L’infirmière claqua la langue, agacée par le ton sur lequel il s’adressait à elle.
« Ce n’est pas une morsure de loup-garou, répondit-elle d’un ton sec. Vous vous doutez bien que j’ai vérifié.
- C’est quoi alors ? Demanda Ginny.
- Ça, demandez à votre frère. Il refuse de me répondre. »
Tandis qu’elle s’éloignait, sans doute atteinte dans son amour-propre, tous les regards se braquèrent sur Ron qui fixait ses mains avec l’air buté de celui qui trouve que ce qui lui arrive est parfaitement injuste.
« Alors ? Demanda Percy. Je veux des réponses concernant ton bras et ta jambe. Maintenant.
- Pour ma jambe, c’était Black, marmonna le blessé. Il voulait atteindre Harry, alors il s’en est pris à moi en sachant qu’Harry nous suivrait. Il m’a traîné un peu trop près du saule cogneur qui m’a touché. »
L’aîné était tellement préoccupé par la rage que lui inspirait le criminel qu’il ne vit pas les regards peu convaincus qu’échangèrent les jumeaux.
« Et pour mon bras, je sais pas, ajouta Ron d’un ton précipité, comme s’il voulait couper court à la conversation. Je me suis débattu alors il m’a lancé un sortilège. Puis je me suis réveillé ici et mon bras était comme ça. Même Harry et Hermione ne savent pas ce qu’il s’est passé. C’était peut-être Pattenrond ? J’en sais rien... »
Il y avait un millier de points qui méritaient d’être éclairci dans cette histoire, dont un certain nombre que Percy avait du mal à avaler, mais il se souvint qu’il avait promis de croire ce qu’on lui dirait, aussi décida-t-il de se taire. Il vit alors Ron frissonner et enregistra la fatigue dans ses yeux.
« Tu as besoin de repos, déclara-t-il en posa une main apaisante sur son bras. On va te laisser. Mais j’ai besoin que tu me promette de ne jamais refaire ce genre chose. Ça aurait pu être très grave, Ron. Tu nous as tous inquiétés.
- Désolé, marmonna celui-ci, mais je ne pense pas que je peux promettre ça, Percy. Je ne cherche pas particulièrement les ennuis, tu sais ? C’est juste que…
- C’est juste que tu es ami avec Harry Potter, résuma Fred en haussant les épaules, un sourire affectueux et ironique sur le visage.
- Et que tu es un Weasley, ajouta Ginny avec une étrange fierté.
- Et que tu es Ron, conclue George qui prit sa main pour la lui tapoter d’un air tragique.

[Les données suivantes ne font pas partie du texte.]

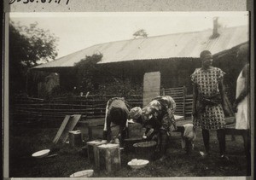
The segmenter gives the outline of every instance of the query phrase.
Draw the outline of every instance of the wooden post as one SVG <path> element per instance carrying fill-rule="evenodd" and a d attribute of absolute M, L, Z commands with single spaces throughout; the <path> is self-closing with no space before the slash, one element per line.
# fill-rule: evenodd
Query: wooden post
<path fill-rule="evenodd" d="M 186 112 L 185 112 L 185 105 L 186 105 L 186 87 L 183 86 L 183 114 L 184 117 L 184 120 L 186 120 Z"/>
<path fill-rule="evenodd" d="M 103 144 L 97 147 L 98 168 L 108 172 L 117 171 L 121 167 L 120 149 L 119 144 Z"/>
<path fill-rule="evenodd" d="M 69 145 L 73 147 L 81 147 L 83 144 L 82 134 L 80 131 L 72 131 L 68 132 Z"/>
<path fill-rule="evenodd" d="M 97 146 L 106 143 L 106 141 L 96 140 L 87 142 L 87 153 L 90 162 L 98 164 L 98 149 Z"/>

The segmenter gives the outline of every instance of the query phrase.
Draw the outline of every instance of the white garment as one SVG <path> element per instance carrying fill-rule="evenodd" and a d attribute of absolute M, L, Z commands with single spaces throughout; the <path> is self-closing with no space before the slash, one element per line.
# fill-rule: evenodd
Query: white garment
<path fill-rule="evenodd" d="M 242 71 L 240 73 L 236 81 L 236 98 L 238 97 L 245 86 L 245 78 L 242 77 Z M 250 128 L 248 119 L 248 95 L 238 104 L 236 113 L 236 129 L 247 130 Z"/>

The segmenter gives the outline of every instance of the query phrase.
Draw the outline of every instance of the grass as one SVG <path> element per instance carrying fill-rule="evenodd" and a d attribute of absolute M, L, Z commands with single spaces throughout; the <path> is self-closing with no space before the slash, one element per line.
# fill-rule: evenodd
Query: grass
<path fill-rule="evenodd" d="M 95 169 L 81 148 L 59 144 L 58 155 L 52 158 L 34 159 L 31 155 L 38 150 L 52 147 L 52 140 L 58 128 L 12 127 L 9 131 L 10 177 L 65 177 L 86 169 Z M 127 162 L 137 158 L 135 154 L 121 154 L 121 169 L 107 173 L 96 171 L 94 177 L 223 177 L 245 176 L 247 170 L 243 142 L 241 136 L 226 136 L 226 151 L 230 162 L 218 159 L 218 143 L 214 131 L 211 132 L 211 155 L 201 160 L 199 151 L 204 150 L 201 131 L 197 132 L 195 149 L 190 155 L 181 148 L 180 135 L 173 133 L 167 150 L 168 158 L 160 162 L 153 160 L 143 169 L 131 170 Z"/>

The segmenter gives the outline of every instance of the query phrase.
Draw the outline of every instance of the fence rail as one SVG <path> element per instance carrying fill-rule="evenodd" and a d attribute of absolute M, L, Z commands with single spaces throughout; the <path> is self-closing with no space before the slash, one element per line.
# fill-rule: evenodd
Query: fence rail
<path fill-rule="evenodd" d="M 166 95 L 171 95 L 177 102 L 177 114 L 189 116 L 192 112 L 192 96 L 180 93 L 175 89 L 170 94 L 166 89 Z M 176 92 L 178 93 L 176 93 Z M 175 96 L 173 93 L 176 93 Z M 60 125 L 66 115 L 81 114 L 82 119 L 98 119 L 105 116 L 107 102 L 111 97 L 119 95 L 90 95 L 85 96 L 55 98 L 50 101 L 36 98 L 16 98 L 10 107 L 14 122 L 23 125 Z M 125 98 L 131 107 L 142 107 L 142 96 L 130 96 Z"/>

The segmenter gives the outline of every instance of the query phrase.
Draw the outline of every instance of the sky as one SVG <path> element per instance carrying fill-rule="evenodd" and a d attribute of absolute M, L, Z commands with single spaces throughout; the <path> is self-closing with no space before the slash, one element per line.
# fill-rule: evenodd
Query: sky
<path fill-rule="evenodd" d="M 90 46 L 132 39 L 144 29 L 148 37 L 212 29 L 218 17 L 223 27 L 248 25 L 247 12 L 125 12 L 125 13 L 10 13 L 20 25 L 38 26 L 59 38 L 56 59 Z"/>

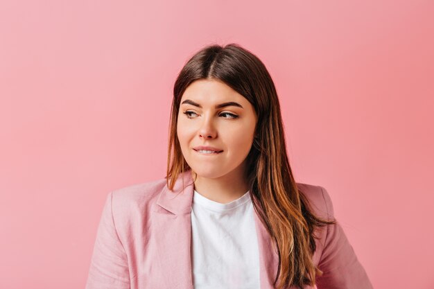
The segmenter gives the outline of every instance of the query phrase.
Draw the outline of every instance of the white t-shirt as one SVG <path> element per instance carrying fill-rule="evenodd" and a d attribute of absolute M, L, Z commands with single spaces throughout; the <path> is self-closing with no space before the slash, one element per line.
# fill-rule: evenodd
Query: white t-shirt
<path fill-rule="evenodd" d="M 254 213 L 248 191 L 221 204 L 194 190 L 191 233 L 195 289 L 260 289 Z"/>

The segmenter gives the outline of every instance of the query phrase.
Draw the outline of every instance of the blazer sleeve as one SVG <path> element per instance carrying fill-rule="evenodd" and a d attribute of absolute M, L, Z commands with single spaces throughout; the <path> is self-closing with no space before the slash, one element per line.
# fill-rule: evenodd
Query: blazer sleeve
<path fill-rule="evenodd" d="M 334 216 L 331 199 L 326 189 L 320 188 L 330 220 Z M 339 222 L 327 227 L 325 243 L 318 263 L 323 274 L 317 279 L 318 288 L 372 289 L 366 272 Z"/>
<path fill-rule="evenodd" d="M 86 289 L 130 289 L 127 254 L 116 229 L 112 202 L 110 192 L 98 227 Z"/>

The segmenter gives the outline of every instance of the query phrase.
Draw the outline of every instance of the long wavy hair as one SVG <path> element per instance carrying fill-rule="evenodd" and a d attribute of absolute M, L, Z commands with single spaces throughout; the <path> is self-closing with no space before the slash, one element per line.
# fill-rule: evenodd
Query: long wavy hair
<path fill-rule="evenodd" d="M 314 238 L 318 238 L 314 229 L 334 224 L 336 220 L 326 220 L 314 215 L 297 188 L 286 154 L 274 82 L 261 60 L 237 44 L 205 46 L 190 58 L 176 79 L 171 111 L 168 187 L 173 190 L 179 175 L 191 169 L 182 155 L 176 128 L 182 94 L 190 84 L 200 79 L 224 82 L 244 96 L 258 116 L 256 137 L 247 157 L 247 175 L 254 210 L 279 254 L 275 286 L 283 289 L 313 286 L 315 277 L 322 274 L 312 260 L 316 249 Z"/>

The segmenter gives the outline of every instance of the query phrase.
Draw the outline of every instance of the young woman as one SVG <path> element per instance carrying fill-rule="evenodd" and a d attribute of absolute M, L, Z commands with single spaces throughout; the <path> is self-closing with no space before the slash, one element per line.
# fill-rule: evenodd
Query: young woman
<path fill-rule="evenodd" d="M 372 288 L 327 191 L 294 179 L 254 54 L 211 45 L 182 68 L 167 175 L 108 195 L 86 288 Z"/>

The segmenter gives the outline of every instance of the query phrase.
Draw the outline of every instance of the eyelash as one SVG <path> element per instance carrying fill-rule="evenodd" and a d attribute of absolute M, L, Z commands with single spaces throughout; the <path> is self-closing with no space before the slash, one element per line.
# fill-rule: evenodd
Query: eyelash
<path fill-rule="evenodd" d="M 193 119 L 193 117 L 191 117 L 191 116 L 190 116 L 190 114 L 189 114 L 192 113 L 192 114 L 196 114 L 196 112 L 189 112 L 189 111 L 188 111 L 188 110 L 187 110 L 187 111 L 186 111 L 186 112 L 184 112 L 183 113 L 184 113 L 184 114 L 185 114 L 185 115 L 187 116 L 187 118 L 189 118 L 189 119 Z M 225 117 L 224 119 L 238 119 L 238 116 L 237 116 L 237 115 L 234 114 L 231 114 L 231 113 L 229 113 L 229 112 L 222 112 L 221 114 L 220 114 L 220 115 L 222 115 L 222 114 L 227 114 L 227 115 L 229 115 L 229 116 L 231 116 L 231 117 Z"/>

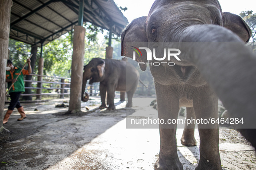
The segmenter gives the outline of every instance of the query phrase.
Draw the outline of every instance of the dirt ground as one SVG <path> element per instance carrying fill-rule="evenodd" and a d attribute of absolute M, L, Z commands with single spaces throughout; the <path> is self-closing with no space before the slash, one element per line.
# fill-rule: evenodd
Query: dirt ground
<path fill-rule="evenodd" d="M 100 100 L 92 98 L 82 103 L 83 113 L 74 115 L 64 114 L 68 108 L 55 107 L 63 100 L 23 103 L 27 118 L 17 121 L 15 110 L 4 125 L 10 132 L 0 136 L 0 170 L 153 170 L 159 156 L 159 129 L 127 129 L 126 117 L 137 117 L 140 112 L 157 115 L 149 106 L 153 99 L 135 98 L 128 109 L 116 99 L 117 110 L 108 111 L 97 109 Z M 180 142 L 182 131 L 177 129 L 178 155 L 185 170 L 194 169 L 199 158 L 198 130 L 197 146 L 189 147 Z M 256 169 L 255 151 L 240 134 L 227 128 L 219 132 L 223 169 Z"/>

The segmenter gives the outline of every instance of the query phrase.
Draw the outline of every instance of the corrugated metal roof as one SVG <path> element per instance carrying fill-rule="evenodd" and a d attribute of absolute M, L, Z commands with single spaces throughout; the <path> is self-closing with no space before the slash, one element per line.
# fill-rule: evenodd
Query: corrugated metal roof
<path fill-rule="evenodd" d="M 84 22 L 120 35 L 127 19 L 113 0 L 84 0 Z M 78 23 L 79 0 L 13 0 L 10 38 L 41 46 Z"/>

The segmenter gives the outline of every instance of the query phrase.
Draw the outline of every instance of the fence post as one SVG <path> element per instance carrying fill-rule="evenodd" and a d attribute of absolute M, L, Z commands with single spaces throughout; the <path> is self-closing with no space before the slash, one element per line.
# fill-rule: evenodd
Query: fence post
<path fill-rule="evenodd" d="M 65 82 L 65 79 L 61 79 L 61 82 L 64 83 Z M 64 88 L 65 87 L 65 85 L 63 84 L 62 84 L 61 85 L 61 88 L 62 89 L 61 89 L 61 94 L 64 93 Z M 59 98 L 64 98 L 64 94 L 61 94 L 60 95 Z"/>

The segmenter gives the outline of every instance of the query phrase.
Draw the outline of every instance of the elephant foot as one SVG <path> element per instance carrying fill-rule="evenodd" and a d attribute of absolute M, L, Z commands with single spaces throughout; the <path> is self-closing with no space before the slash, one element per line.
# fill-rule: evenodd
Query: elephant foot
<path fill-rule="evenodd" d="M 99 108 L 100 109 L 105 109 L 105 108 L 107 108 L 107 106 L 106 105 L 103 105 L 103 104 L 101 104 L 100 105 L 100 107 L 99 107 Z"/>
<path fill-rule="evenodd" d="M 181 139 L 181 144 L 184 146 L 193 146 L 197 145 L 197 142 L 194 136 L 191 138 L 184 137 L 184 135 Z"/>
<path fill-rule="evenodd" d="M 128 105 L 126 104 L 126 107 L 133 107 L 132 105 Z"/>
<path fill-rule="evenodd" d="M 222 170 L 220 160 L 219 161 L 211 161 L 209 160 L 201 161 L 202 158 L 200 158 L 198 165 L 195 169 L 195 170 Z"/>
<path fill-rule="evenodd" d="M 155 164 L 155 170 L 183 170 L 183 167 L 178 159 L 178 160 L 171 159 L 159 158 Z"/>
<path fill-rule="evenodd" d="M 115 107 L 114 106 L 109 106 L 108 107 L 107 107 L 107 110 L 116 110 L 116 107 Z"/>

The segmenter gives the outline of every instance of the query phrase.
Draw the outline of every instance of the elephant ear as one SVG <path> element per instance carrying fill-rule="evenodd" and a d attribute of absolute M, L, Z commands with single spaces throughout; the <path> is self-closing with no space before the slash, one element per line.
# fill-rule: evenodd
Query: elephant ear
<path fill-rule="evenodd" d="M 248 42 L 252 36 L 252 31 L 248 25 L 239 16 L 233 13 L 222 13 L 223 26 L 238 35 L 244 42 Z"/>
<path fill-rule="evenodd" d="M 103 60 L 97 65 L 97 69 L 99 73 L 100 77 L 102 77 L 104 74 L 104 69 L 105 69 L 105 61 Z"/>
<path fill-rule="evenodd" d="M 133 58 L 133 51 L 136 45 L 142 43 L 145 45 L 148 45 L 148 39 L 146 34 L 146 16 L 143 16 L 134 19 L 124 29 L 121 35 L 121 55 L 126 56 L 130 58 Z M 145 44 L 145 42 L 146 43 Z M 137 49 L 138 50 L 138 49 Z M 143 52 L 144 52 L 142 50 Z M 137 62 L 143 62 L 144 64 L 139 64 L 140 69 L 143 70 L 146 70 L 147 66 L 146 63 L 146 54 L 142 53 L 139 55 L 139 53 L 136 53 L 136 60 Z"/>

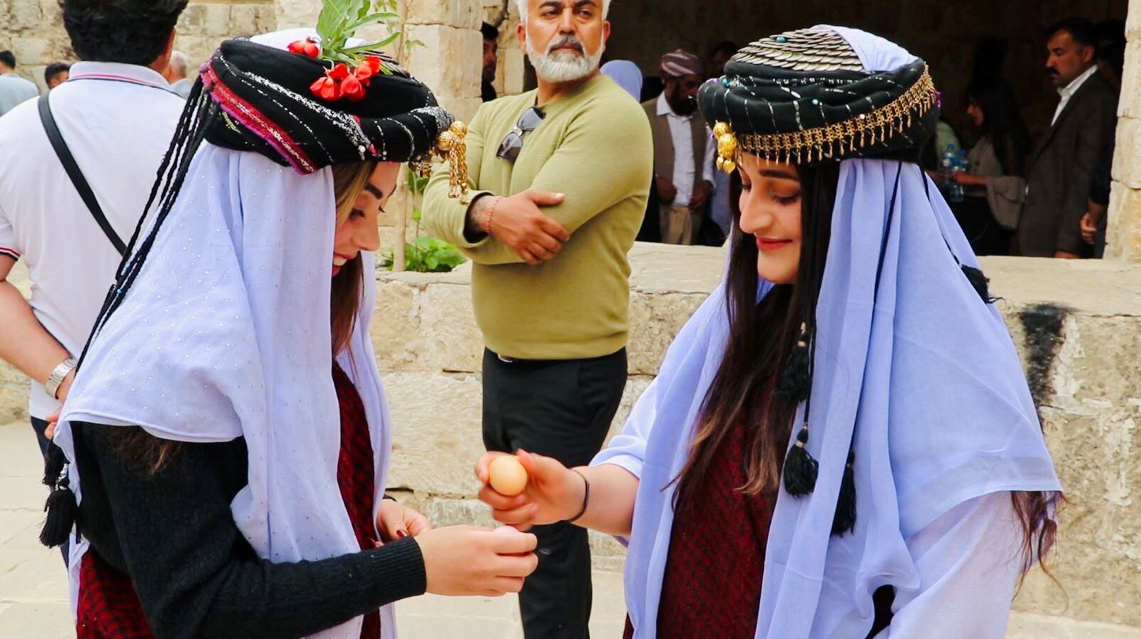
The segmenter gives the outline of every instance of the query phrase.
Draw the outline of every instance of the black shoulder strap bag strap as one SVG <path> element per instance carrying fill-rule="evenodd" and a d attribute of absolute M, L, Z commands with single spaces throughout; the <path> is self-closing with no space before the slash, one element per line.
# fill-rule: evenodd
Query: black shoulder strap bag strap
<path fill-rule="evenodd" d="M 99 228 L 111 240 L 111 243 L 122 256 L 127 253 L 127 244 L 119 237 L 115 229 L 107 221 L 107 216 L 103 215 L 103 209 L 99 207 L 99 201 L 95 199 L 95 193 L 91 192 L 91 186 L 87 184 L 87 178 L 83 177 L 83 171 L 79 170 L 79 164 L 75 163 L 75 157 L 72 156 L 71 149 L 67 148 L 67 143 L 64 141 L 64 136 L 59 132 L 59 127 L 56 126 L 56 119 L 51 115 L 51 106 L 48 105 L 48 96 L 51 91 L 48 91 L 40 96 L 39 107 L 40 107 L 40 121 L 43 122 L 43 130 L 48 134 L 48 139 L 51 141 L 51 147 L 56 149 L 56 155 L 59 156 L 59 162 L 63 163 L 64 170 L 67 171 L 67 177 L 71 178 L 72 185 L 75 186 L 75 191 L 79 192 L 79 196 L 87 204 L 88 210 L 91 211 L 91 217 L 98 223 Z"/>

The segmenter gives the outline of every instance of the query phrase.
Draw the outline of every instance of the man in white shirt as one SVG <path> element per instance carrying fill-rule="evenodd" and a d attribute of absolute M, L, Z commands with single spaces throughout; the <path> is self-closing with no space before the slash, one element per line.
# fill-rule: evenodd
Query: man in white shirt
<path fill-rule="evenodd" d="M 126 0 L 92 9 L 62 2 L 83 62 L 50 92 L 64 141 L 115 235 L 143 215 L 184 102 L 159 73 L 186 0 Z M 32 298 L 5 278 L 23 259 Z M 37 100 L 0 119 L 0 358 L 32 379 L 29 413 L 44 421 L 67 395 L 120 253 L 83 203 L 40 120 Z"/>
<path fill-rule="evenodd" d="M 1046 70 L 1060 100 L 1027 173 L 1018 221 L 1018 252 L 1026 257 L 1078 258 L 1094 169 L 1117 124 L 1117 92 L 1098 74 L 1098 32 L 1085 18 L 1050 31 Z"/>
<path fill-rule="evenodd" d="M 35 82 L 16 73 L 16 56 L 8 50 L 0 51 L 0 115 L 38 95 L 40 89 Z"/>
<path fill-rule="evenodd" d="M 665 90 L 642 103 L 654 130 L 654 183 L 662 242 L 695 244 L 713 194 L 713 135 L 697 112 L 705 81 L 701 58 L 681 50 L 662 57 Z"/>

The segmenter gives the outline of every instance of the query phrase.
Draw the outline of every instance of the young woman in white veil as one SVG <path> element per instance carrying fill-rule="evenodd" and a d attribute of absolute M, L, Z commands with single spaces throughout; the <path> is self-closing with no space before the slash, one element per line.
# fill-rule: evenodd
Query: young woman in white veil
<path fill-rule="evenodd" d="M 702 88 L 741 189 L 725 283 L 590 467 L 518 452 L 526 491 L 480 493 L 524 529 L 626 541 L 629 636 L 1005 636 L 1060 486 L 915 163 L 938 102 L 923 60 L 839 26 L 758 40 Z"/>

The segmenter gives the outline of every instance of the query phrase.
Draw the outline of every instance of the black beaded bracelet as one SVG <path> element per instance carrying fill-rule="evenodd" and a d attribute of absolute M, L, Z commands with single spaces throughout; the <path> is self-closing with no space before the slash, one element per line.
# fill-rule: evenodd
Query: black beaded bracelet
<path fill-rule="evenodd" d="M 574 524 L 580 518 L 582 518 L 582 516 L 586 513 L 586 508 L 590 505 L 590 479 L 586 479 L 586 476 L 580 472 L 575 468 L 572 468 L 570 471 L 577 475 L 578 477 L 582 477 L 582 483 L 586 486 L 586 490 L 582 494 L 582 510 L 578 511 L 578 515 L 575 515 L 569 519 L 564 519 L 564 521 L 566 521 L 567 524 Z"/>

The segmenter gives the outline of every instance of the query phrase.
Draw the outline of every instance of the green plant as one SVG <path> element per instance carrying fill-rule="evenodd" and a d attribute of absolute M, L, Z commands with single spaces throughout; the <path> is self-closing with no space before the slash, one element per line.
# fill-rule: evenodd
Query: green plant
<path fill-rule="evenodd" d="M 323 0 L 321 14 L 317 16 L 317 34 L 321 35 L 321 58 L 333 63 L 345 63 L 356 66 L 361 59 L 381 47 L 390 45 L 400 38 L 399 31 L 389 30 L 387 38 L 358 47 L 348 47 L 348 39 L 357 29 L 375 23 L 391 23 L 400 18 L 397 15 L 396 0 L 377 2 L 385 11 L 372 13 L 372 0 Z"/>
<path fill-rule="evenodd" d="M 385 251 L 380 265 L 393 268 L 393 250 Z M 438 237 L 421 235 L 404 245 L 404 270 L 447 273 L 467 261 L 460 250 Z"/>

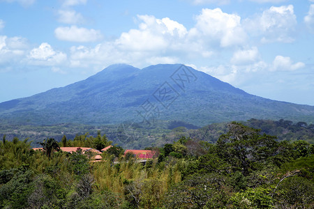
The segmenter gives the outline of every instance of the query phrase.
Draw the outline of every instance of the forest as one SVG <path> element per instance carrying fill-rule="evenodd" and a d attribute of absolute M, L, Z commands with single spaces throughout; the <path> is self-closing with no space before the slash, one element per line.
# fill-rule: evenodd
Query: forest
<path fill-rule="evenodd" d="M 214 143 L 193 136 L 146 148 L 158 155 L 142 164 L 117 144 L 96 162 L 92 153 L 60 150 L 112 144 L 100 131 L 63 135 L 59 142 L 48 137 L 38 144 L 43 151 L 33 150 L 29 139 L 3 135 L 0 208 L 314 208 L 314 146 L 306 140 L 278 140 L 237 122 Z"/>
<path fill-rule="evenodd" d="M 1 121 L 1 119 L 0 119 Z M 216 123 L 202 127 L 179 121 L 154 121 L 147 123 L 126 122 L 115 125 L 91 125 L 86 124 L 61 123 L 52 125 L 26 125 L 0 123 L 0 139 L 4 135 L 11 141 L 14 137 L 31 139 L 31 146 L 47 138 L 61 141 L 63 136 L 74 139 L 80 135 L 96 137 L 100 130 L 107 137 L 124 148 L 144 149 L 149 146 L 162 147 L 165 144 L 178 141 L 182 136 L 195 140 L 216 143 L 219 137 L 228 131 L 228 123 Z M 237 121 L 245 125 L 260 129 L 261 133 L 277 137 L 277 141 L 304 140 L 314 144 L 314 125 L 304 121 L 292 122 L 252 118 Z"/>

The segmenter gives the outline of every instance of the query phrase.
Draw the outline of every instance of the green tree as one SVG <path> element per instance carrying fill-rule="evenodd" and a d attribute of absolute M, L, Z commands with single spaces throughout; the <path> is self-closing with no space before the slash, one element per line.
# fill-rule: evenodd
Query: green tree
<path fill-rule="evenodd" d="M 276 137 L 260 134 L 260 130 L 232 122 L 229 132 L 217 141 L 217 153 L 231 165 L 239 168 L 245 176 L 253 164 L 262 162 L 276 152 Z"/>
<path fill-rule="evenodd" d="M 47 140 L 44 139 L 43 142 L 39 142 L 39 144 L 43 146 L 44 152 L 49 157 L 50 157 L 51 154 L 54 150 L 60 150 L 58 141 L 53 138 L 49 138 Z"/>

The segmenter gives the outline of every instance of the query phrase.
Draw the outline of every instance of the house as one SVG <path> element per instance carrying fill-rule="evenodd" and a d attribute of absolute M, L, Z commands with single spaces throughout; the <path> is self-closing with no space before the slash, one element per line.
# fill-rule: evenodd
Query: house
<path fill-rule="evenodd" d="M 33 150 L 42 151 L 43 148 L 33 148 Z M 66 153 L 75 153 L 75 152 L 78 151 L 80 150 L 82 150 L 82 153 L 83 154 L 85 154 L 87 152 L 93 153 L 96 154 L 96 155 L 93 156 L 92 162 L 100 161 L 103 158 L 101 157 L 101 155 L 100 155 L 100 154 L 102 153 L 100 151 L 99 151 L 98 150 L 90 148 L 90 147 L 77 147 L 77 146 L 75 146 L 75 147 L 60 147 L 60 150 L 62 150 L 63 152 L 66 152 Z"/>
<path fill-rule="evenodd" d="M 124 152 L 124 157 L 127 153 L 131 153 L 137 159 L 153 159 L 156 157 L 156 151 L 144 150 L 126 150 Z"/>
<path fill-rule="evenodd" d="M 100 150 L 101 152 L 105 152 L 107 151 L 108 149 L 110 149 L 110 148 L 113 147 L 112 145 L 110 145 L 108 146 L 106 146 L 105 148 L 103 148 Z"/>

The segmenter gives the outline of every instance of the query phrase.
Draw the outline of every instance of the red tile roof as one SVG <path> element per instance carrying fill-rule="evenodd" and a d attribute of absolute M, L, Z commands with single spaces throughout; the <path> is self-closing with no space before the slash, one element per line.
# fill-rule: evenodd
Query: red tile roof
<path fill-rule="evenodd" d="M 126 153 L 130 153 L 135 155 L 135 157 L 137 159 L 152 159 L 156 154 L 154 150 L 126 150 L 124 152 L 124 156 Z"/>
<path fill-rule="evenodd" d="M 81 149 L 83 153 L 85 152 L 92 152 L 97 154 L 101 154 L 101 152 L 100 152 L 98 150 L 94 149 L 90 147 L 61 147 L 60 149 L 63 152 L 71 153 Z"/>
<path fill-rule="evenodd" d="M 110 146 L 106 146 L 105 148 L 101 149 L 100 151 L 102 151 L 102 152 L 106 151 L 107 149 L 110 148 L 112 147 L 112 146 L 112 146 L 112 145 L 110 145 Z"/>

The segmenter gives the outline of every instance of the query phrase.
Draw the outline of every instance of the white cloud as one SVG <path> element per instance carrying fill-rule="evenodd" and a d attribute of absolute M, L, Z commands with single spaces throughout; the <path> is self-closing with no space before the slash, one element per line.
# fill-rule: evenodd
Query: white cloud
<path fill-rule="evenodd" d="M 0 19 L 0 30 L 4 28 L 4 21 Z"/>
<path fill-rule="evenodd" d="M 115 44 L 121 49 L 155 51 L 178 47 L 186 36 L 186 29 L 168 17 L 156 19 L 150 15 L 138 15 L 142 21 L 138 29 L 122 33 Z"/>
<path fill-rule="evenodd" d="M 311 33 L 314 33 L 314 4 L 311 4 L 304 22 Z"/>
<path fill-rule="evenodd" d="M 2 0 L 8 3 L 17 2 L 23 6 L 29 6 L 35 3 L 36 0 Z"/>
<path fill-rule="evenodd" d="M 249 0 L 250 1 L 257 2 L 257 3 L 281 3 L 286 1 L 287 0 Z"/>
<path fill-rule="evenodd" d="M 195 27 L 190 31 L 192 38 L 201 38 L 210 45 L 218 42 L 223 47 L 242 45 L 246 40 L 237 15 L 223 13 L 220 8 L 202 9 L 195 19 Z"/>
<path fill-rule="evenodd" d="M 27 47 L 24 38 L 0 36 L 0 63 L 17 63 L 25 54 Z"/>
<path fill-rule="evenodd" d="M 63 6 L 72 6 L 78 4 L 85 4 L 87 0 L 65 0 L 63 1 Z"/>
<path fill-rule="evenodd" d="M 178 58 L 170 56 L 154 56 L 149 57 L 146 62 L 149 65 L 156 64 L 174 64 L 178 63 Z"/>
<path fill-rule="evenodd" d="M 66 54 L 54 51 L 47 42 L 33 49 L 28 56 L 29 63 L 39 65 L 55 65 L 66 61 Z"/>
<path fill-rule="evenodd" d="M 252 34 L 261 36 L 262 42 L 291 42 L 297 17 L 292 5 L 271 6 L 260 16 L 246 20 L 244 25 Z"/>
<path fill-rule="evenodd" d="M 85 22 L 82 14 L 73 10 L 60 10 L 58 11 L 58 21 L 65 24 L 82 24 Z"/>
<path fill-rule="evenodd" d="M 260 54 L 257 47 L 235 52 L 231 59 L 231 63 L 237 65 L 246 65 L 256 62 Z"/>
<path fill-rule="evenodd" d="M 193 0 L 194 4 L 209 4 L 209 3 L 218 3 L 218 4 L 227 4 L 230 2 L 230 0 Z"/>
<path fill-rule="evenodd" d="M 78 28 L 76 26 L 57 28 L 54 34 L 59 40 L 73 42 L 95 42 L 103 38 L 99 31 Z"/>
<path fill-rule="evenodd" d="M 276 56 L 273 61 L 272 66 L 269 68 L 271 71 L 292 71 L 302 68 L 305 64 L 301 62 L 293 63 L 289 56 Z"/>

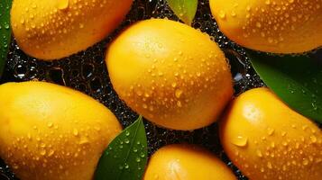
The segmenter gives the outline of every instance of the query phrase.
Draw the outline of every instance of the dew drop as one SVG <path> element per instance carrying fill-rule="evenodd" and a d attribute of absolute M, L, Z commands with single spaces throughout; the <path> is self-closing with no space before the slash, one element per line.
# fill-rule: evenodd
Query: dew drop
<path fill-rule="evenodd" d="M 248 139 L 243 136 L 237 136 L 232 141 L 232 143 L 238 147 L 245 147 L 247 145 Z"/>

Toutes mes excuses, c’est vrai que ça fait beaucoup à gérer d’un coup. »
Percy aurait voulu qu’ils reprennent tous leur sérieux, car il n’y avait pas matière à rire. Est-ce qu’ils ne réalisaient pas que Ron, ainsi que Harry et Hermione, auraient pu mourir hier soir ? Que ça devenait une habitude pour eux que de finir leurs années scolaires en risquant leurs vies ? Et cela angoissait d’autant plus Percy qu’il ne serait plus là pour les surveiller l’année prochaine, et que Fred et George avaient peut-être de nombreuses qualités, mais qu’ils n’étaient pas connu être de très bons exemples pour Ron et Ginny.
Cependant, en voyant ses frères et sœur plaisanter et rigoler ainsi, même le blessé malgré ses bâillements de plus en plus évidents, l’aîné se dit qu’il aurait le temps de revenir sur le sujet plus tard. Le plus important pour l’instant était que Ron allait bien et que Percy ne remettrait pas en doute sa version des faits, trop soucieux de conserver la confiance de son frère.
Il aurait été attristé d’apprendre qu’il s’y prenait trop tard. Ce que leur avait raconté Ron n’était que très moyennement basé sur la réalité, et suivait un scripte que ses amis et lui avaient passé une bonne partie de la nuit à inventer et apprendre, pour la sécurité de Sirius. Les jumeaux et Ginny auraient la vraie version des faits seulement un an plus tard, mais Percy, lui, à cause de sa réaction face à Ron quand Black s’était introduit dans la tour de Gryffondor, n’apprendrait la réelle destinée de Croutard et la bonne version des événements de cette nuit-là que de longues années après. Bien trop tard pour qu’il puisse y faire quoi que ce soit.